As Grant prepares to turn 50, it is easy to see why she should add a reflective glaze to this album and this is one of its biggest draws. There are several story songs that provide easy entry points for many to identify with the lyrics.

Away from the stories, themes include injustice, consumerism and poverty (“Third World Woman”) and heaven (a so-so version of Bart Millard’s “I Can Only Imagine”). The title track sums up the journey motif, recommending that we trust God for answers further down the road.

“Better than a Hallelujah,” which probably only has a tacky plastic rhythm track because it is being released as a single, is another highlight. It picks up a theme from the eight century BC, that God sometimes prefers an honest heart that reaches for him to a song of praise. It could almost be a sideswipe at the CCM industry.

Many of the names involved here, such as Wayne Kirkpatrick, Jerry McPherson, Dan Muckala, are regulars in the Nashville factory.
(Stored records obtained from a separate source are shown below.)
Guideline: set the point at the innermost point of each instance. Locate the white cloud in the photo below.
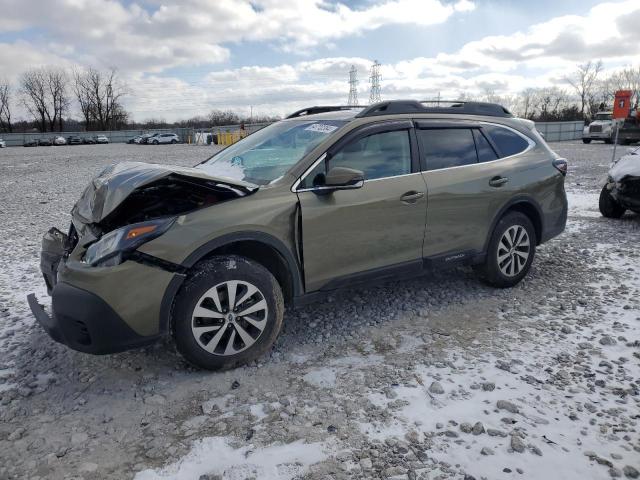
(192, 32)
(145, 42)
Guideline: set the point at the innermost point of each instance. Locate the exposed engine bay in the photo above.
(133, 192)
(624, 180)
(173, 195)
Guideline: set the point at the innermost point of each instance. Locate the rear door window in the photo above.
(486, 153)
(447, 147)
(508, 142)
(381, 155)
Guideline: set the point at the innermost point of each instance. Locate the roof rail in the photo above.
(319, 109)
(394, 107)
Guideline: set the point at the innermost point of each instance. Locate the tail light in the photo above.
(561, 165)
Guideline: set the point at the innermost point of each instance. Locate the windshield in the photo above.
(267, 154)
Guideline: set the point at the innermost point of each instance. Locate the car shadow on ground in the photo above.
(341, 318)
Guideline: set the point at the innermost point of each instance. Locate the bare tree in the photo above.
(5, 106)
(45, 96)
(57, 81)
(625, 79)
(33, 86)
(583, 80)
(99, 95)
(82, 93)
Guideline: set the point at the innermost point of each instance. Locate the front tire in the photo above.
(609, 207)
(229, 312)
(511, 250)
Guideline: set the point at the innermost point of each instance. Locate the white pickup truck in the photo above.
(600, 129)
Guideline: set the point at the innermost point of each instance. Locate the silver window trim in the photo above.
(530, 141)
(530, 147)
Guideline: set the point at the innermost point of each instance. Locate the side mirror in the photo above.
(341, 178)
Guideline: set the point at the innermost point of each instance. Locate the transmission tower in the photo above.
(353, 87)
(374, 81)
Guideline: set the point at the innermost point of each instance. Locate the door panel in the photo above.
(352, 231)
(462, 205)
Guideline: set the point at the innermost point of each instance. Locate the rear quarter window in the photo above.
(447, 147)
(508, 142)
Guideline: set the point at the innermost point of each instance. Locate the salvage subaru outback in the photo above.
(328, 198)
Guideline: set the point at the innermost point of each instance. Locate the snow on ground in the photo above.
(433, 378)
(214, 455)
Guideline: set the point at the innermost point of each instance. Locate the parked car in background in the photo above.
(164, 138)
(621, 192)
(329, 197)
(144, 139)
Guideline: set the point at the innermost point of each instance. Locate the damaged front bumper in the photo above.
(98, 310)
(626, 192)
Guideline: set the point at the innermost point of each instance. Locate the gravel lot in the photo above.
(437, 377)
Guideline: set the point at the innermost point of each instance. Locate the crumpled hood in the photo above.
(116, 182)
(604, 123)
(627, 166)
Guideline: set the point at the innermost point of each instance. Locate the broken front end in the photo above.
(107, 296)
(623, 181)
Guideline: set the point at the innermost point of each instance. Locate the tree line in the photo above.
(588, 90)
(48, 94)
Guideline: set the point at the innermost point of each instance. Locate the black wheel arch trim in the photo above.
(518, 199)
(205, 249)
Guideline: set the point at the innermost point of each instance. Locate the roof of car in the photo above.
(333, 115)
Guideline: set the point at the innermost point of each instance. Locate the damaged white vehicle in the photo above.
(622, 190)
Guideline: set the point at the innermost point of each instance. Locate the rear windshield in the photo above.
(267, 154)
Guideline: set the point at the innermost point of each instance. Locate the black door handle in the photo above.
(498, 181)
(411, 197)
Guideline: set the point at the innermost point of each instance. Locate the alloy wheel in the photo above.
(229, 317)
(514, 249)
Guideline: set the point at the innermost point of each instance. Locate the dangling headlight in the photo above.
(109, 250)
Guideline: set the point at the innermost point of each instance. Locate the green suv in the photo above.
(328, 198)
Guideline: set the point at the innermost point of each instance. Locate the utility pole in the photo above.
(353, 87)
(374, 81)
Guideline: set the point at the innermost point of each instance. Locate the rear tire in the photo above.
(207, 322)
(511, 250)
(609, 207)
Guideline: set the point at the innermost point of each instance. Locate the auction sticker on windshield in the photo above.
(321, 128)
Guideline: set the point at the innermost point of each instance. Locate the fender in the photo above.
(518, 199)
(205, 249)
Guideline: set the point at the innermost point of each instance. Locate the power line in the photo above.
(353, 87)
(374, 81)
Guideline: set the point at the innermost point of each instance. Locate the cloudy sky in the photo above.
(182, 58)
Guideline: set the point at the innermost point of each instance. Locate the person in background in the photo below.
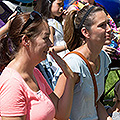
(30, 97)
(25, 5)
(52, 11)
(111, 47)
(85, 32)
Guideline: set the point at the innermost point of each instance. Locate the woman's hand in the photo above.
(63, 65)
(109, 50)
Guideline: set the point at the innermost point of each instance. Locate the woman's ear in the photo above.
(85, 32)
(25, 40)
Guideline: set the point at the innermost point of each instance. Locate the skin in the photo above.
(56, 11)
(57, 8)
(95, 39)
(31, 53)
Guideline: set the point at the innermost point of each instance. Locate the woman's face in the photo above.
(57, 8)
(100, 30)
(41, 44)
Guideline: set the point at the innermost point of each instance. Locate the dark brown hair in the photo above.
(72, 34)
(10, 42)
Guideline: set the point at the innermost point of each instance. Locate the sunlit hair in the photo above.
(10, 42)
(72, 34)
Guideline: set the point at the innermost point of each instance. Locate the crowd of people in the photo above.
(53, 62)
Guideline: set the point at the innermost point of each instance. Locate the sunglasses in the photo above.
(34, 16)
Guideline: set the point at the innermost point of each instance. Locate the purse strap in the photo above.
(91, 72)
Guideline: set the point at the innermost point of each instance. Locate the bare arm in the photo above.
(101, 111)
(64, 90)
(58, 48)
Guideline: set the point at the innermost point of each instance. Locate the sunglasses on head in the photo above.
(34, 16)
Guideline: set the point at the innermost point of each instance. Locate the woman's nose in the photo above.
(108, 28)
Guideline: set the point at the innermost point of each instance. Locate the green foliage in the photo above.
(110, 81)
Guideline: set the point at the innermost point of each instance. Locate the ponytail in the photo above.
(5, 51)
(71, 37)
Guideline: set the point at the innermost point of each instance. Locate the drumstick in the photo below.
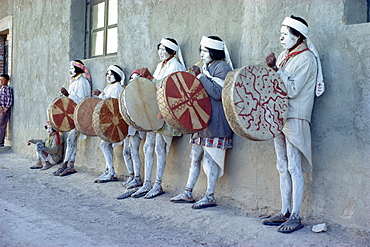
(195, 65)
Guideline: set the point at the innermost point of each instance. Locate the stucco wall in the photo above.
(339, 189)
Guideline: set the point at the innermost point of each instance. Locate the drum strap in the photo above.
(217, 80)
(292, 54)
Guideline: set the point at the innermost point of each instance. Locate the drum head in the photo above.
(83, 115)
(184, 103)
(108, 123)
(255, 102)
(139, 107)
(60, 114)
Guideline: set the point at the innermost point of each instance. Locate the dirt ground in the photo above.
(39, 209)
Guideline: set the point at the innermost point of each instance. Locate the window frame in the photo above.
(90, 31)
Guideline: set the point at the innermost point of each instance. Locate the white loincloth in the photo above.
(298, 132)
(218, 156)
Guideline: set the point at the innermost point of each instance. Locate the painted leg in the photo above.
(71, 151)
(211, 169)
(110, 175)
(71, 148)
(134, 148)
(295, 170)
(285, 178)
(285, 183)
(38, 165)
(148, 153)
(160, 151)
(196, 155)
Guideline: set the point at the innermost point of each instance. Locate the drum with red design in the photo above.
(139, 107)
(83, 115)
(184, 103)
(255, 102)
(60, 113)
(108, 123)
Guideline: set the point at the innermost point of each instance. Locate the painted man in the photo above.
(79, 88)
(209, 145)
(6, 101)
(114, 76)
(131, 154)
(48, 151)
(300, 69)
(160, 139)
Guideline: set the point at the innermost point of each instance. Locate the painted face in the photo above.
(162, 53)
(134, 75)
(110, 77)
(72, 71)
(287, 39)
(49, 129)
(204, 55)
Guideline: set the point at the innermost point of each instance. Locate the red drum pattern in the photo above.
(255, 102)
(108, 123)
(60, 114)
(184, 103)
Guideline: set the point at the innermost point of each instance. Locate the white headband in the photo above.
(217, 45)
(303, 29)
(169, 44)
(297, 25)
(118, 71)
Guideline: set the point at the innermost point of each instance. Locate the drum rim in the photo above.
(228, 96)
(167, 113)
(49, 113)
(76, 112)
(96, 119)
(124, 109)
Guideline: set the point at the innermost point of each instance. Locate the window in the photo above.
(101, 34)
(356, 11)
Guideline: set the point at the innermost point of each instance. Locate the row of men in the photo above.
(300, 70)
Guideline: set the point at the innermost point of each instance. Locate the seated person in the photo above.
(49, 151)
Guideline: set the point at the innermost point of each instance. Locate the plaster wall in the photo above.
(339, 189)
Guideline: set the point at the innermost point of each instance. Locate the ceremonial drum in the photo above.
(255, 102)
(184, 103)
(139, 107)
(108, 123)
(83, 115)
(60, 114)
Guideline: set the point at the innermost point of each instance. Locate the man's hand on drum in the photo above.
(96, 92)
(144, 72)
(195, 70)
(271, 61)
(64, 92)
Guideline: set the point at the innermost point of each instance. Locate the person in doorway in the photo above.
(209, 145)
(161, 139)
(79, 88)
(49, 151)
(131, 154)
(300, 69)
(114, 77)
(6, 101)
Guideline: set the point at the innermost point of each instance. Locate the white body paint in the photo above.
(205, 56)
(111, 91)
(71, 148)
(291, 176)
(287, 39)
(162, 53)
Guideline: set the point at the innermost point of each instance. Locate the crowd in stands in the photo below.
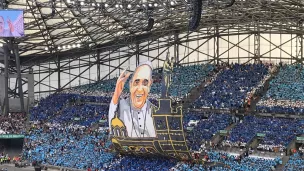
(206, 128)
(71, 108)
(295, 162)
(63, 136)
(142, 163)
(72, 146)
(230, 87)
(235, 163)
(285, 94)
(14, 123)
(279, 132)
(184, 78)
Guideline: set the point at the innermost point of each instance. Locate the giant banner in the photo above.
(139, 127)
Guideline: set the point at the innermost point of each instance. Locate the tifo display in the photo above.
(76, 122)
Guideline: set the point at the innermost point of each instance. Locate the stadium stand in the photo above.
(206, 128)
(72, 147)
(12, 124)
(69, 115)
(285, 94)
(295, 162)
(278, 131)
(246, 163)
(181, 82)
(230, 87)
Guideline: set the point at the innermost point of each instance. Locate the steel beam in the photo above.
(6, 79)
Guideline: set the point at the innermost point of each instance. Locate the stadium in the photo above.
(152, 85)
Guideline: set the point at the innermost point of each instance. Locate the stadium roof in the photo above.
(59, 28)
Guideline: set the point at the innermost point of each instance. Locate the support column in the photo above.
(257, 44)
(59, 77)
(16, 52)
(6, 66)
(299, 44)
(176, 47)
(98, 65)
(216, 45)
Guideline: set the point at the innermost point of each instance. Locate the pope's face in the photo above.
(140, 86)
(1, 24)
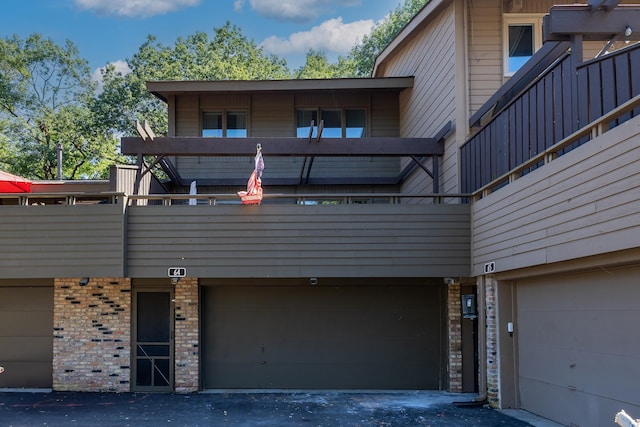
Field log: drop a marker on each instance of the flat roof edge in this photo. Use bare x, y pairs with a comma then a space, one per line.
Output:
168, 86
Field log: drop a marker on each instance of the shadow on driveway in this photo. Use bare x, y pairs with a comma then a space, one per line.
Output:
281, 409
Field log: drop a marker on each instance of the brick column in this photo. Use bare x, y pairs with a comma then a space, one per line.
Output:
187, 351
454, 327
493, 374
91, 334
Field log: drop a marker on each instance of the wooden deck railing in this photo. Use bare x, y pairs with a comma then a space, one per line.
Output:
77, 198
298, 199
550, 110
591, 131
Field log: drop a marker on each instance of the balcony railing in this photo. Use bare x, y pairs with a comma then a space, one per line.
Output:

Sometimes their ideas work, but often the tracks leave me with the feeling that they are going through their day jobs without the passion to invent sounds to bring more life into decent songs.
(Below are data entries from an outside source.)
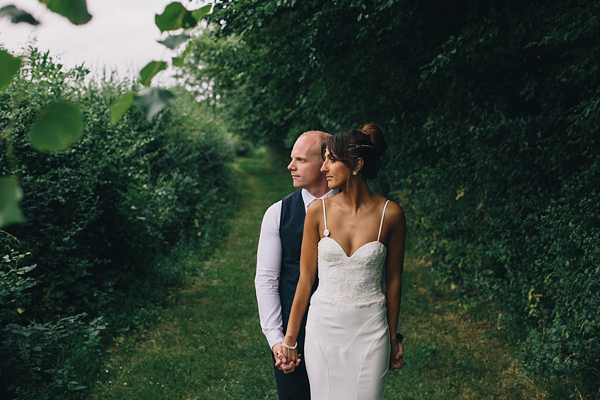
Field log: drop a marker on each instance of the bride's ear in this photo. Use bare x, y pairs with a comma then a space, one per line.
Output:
359, 164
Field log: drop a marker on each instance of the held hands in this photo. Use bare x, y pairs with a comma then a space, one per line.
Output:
396, 356
285, 359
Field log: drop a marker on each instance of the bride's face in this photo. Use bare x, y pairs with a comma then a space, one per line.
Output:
336, 172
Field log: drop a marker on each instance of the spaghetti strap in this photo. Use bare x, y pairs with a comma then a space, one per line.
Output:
326, 231
380, 224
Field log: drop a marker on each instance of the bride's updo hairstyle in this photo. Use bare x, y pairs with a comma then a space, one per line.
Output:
349, 146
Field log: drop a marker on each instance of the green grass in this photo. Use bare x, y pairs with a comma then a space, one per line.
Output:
208, 343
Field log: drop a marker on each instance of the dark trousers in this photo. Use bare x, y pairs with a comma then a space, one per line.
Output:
293, 386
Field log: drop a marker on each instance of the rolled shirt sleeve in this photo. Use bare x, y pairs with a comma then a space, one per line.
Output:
268, 271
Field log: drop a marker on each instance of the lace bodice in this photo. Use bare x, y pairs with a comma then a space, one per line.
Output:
353, 280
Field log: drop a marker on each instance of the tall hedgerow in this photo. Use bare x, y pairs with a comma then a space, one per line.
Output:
491, 112
102, 220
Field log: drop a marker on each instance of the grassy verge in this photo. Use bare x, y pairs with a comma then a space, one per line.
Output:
208, 344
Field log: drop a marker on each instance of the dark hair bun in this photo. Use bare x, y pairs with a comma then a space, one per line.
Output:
375, 135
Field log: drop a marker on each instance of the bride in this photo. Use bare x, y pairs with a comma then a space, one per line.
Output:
349, 240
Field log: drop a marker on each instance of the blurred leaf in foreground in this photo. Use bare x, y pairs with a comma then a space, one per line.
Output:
150, 70
175, 16
74, 10
16, 15
153, 100
10, 195
120, 107
175, 41
9, 66
57, 127
201, 12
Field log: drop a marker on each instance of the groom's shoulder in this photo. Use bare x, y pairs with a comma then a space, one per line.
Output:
293, 196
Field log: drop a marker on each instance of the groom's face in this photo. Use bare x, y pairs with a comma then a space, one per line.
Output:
306, 162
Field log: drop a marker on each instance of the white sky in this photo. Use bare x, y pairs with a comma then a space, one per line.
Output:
121, 35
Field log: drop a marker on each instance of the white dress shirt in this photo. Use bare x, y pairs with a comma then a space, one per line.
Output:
268, 269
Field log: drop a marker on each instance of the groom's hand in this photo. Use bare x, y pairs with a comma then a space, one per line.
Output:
278, 354
281, 361
396, 358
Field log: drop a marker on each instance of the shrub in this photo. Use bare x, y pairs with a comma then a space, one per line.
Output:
100, 220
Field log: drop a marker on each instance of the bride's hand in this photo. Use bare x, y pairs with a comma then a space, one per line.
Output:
290, 351
396, 356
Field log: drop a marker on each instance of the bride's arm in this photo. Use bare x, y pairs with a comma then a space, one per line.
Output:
308, 274
394, 267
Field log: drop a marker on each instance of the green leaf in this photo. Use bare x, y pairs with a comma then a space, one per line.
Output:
153, 100
178, 61
175, 41
175, 16
150, 70
74, 10
120, 107
9, 67
10, 195
201, 12
16, 15
57, 127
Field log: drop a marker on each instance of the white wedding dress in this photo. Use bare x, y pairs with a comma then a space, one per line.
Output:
347, 346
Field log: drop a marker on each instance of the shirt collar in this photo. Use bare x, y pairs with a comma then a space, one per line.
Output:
309, 198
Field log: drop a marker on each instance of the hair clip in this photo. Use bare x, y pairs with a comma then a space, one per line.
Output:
356, 146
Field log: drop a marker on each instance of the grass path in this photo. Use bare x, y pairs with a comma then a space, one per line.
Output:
208, 344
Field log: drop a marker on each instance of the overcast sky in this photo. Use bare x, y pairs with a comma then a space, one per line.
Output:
121, 35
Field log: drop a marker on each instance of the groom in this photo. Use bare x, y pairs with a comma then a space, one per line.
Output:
278, 260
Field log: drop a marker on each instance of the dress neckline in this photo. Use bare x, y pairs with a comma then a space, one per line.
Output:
355, 251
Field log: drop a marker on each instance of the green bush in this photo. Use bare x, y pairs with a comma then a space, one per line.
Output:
102, 220
491, 114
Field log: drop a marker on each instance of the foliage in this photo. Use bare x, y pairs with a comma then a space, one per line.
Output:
101, 221
60, 124
491, 114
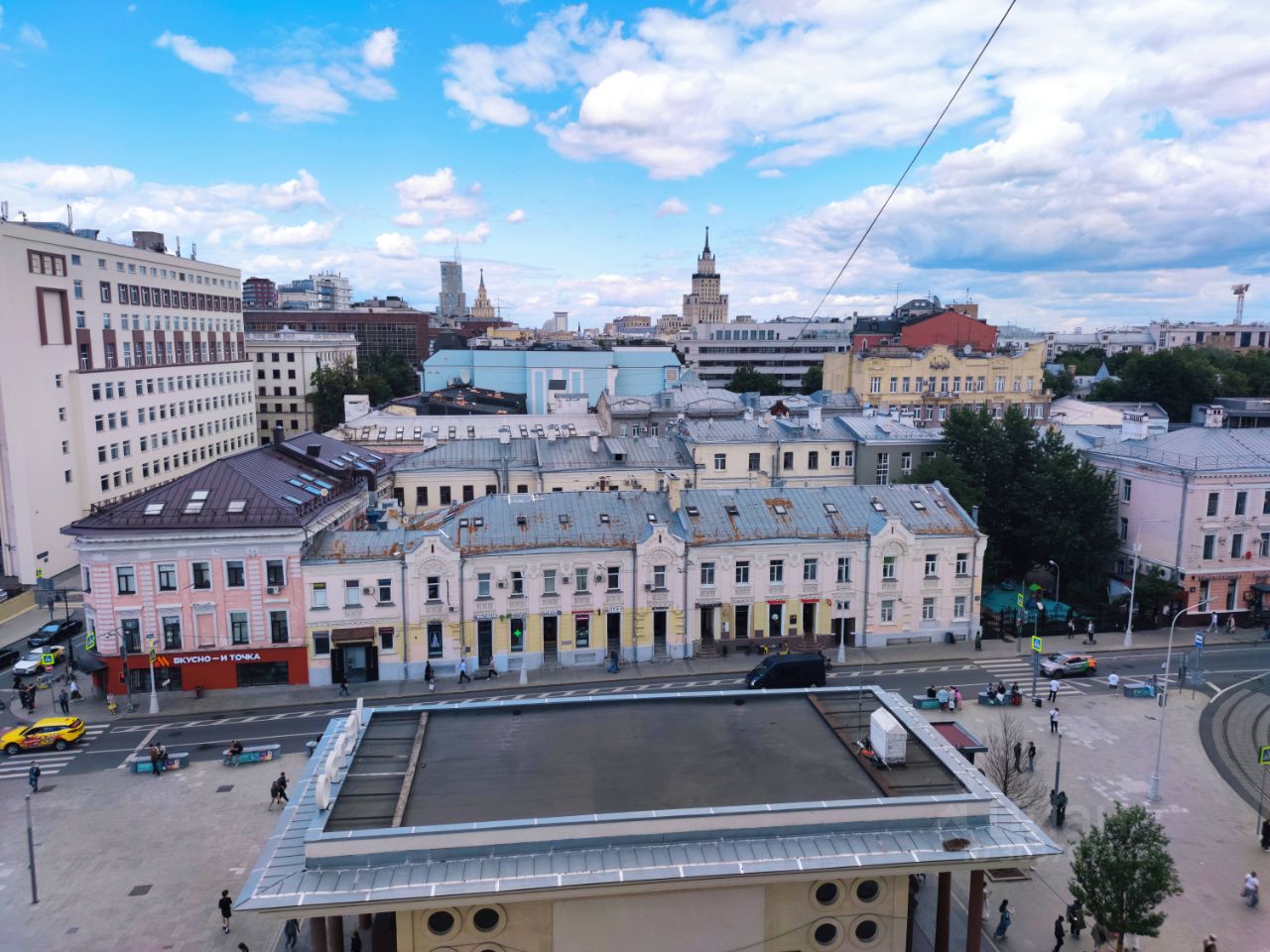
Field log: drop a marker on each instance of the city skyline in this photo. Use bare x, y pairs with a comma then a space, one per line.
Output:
1100, 168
There is welcome color in the Sheryl Crow/ Eagles feel of “What is the Chance of That?” and in the warm analogue synth tones and Kenny Greenberg’s spare guitar gracing “Every Road.” But much of the time this has the feel of an unplugged set, which suits many of the intimate themes.

However, without sitting quietly and really concentrating, many of the disc’s gems slip by unnoticed. This is a shame, because inside the slender tunes, as well as catching Grant in top vocal form, these songs offer wise words and inspiring thoughts.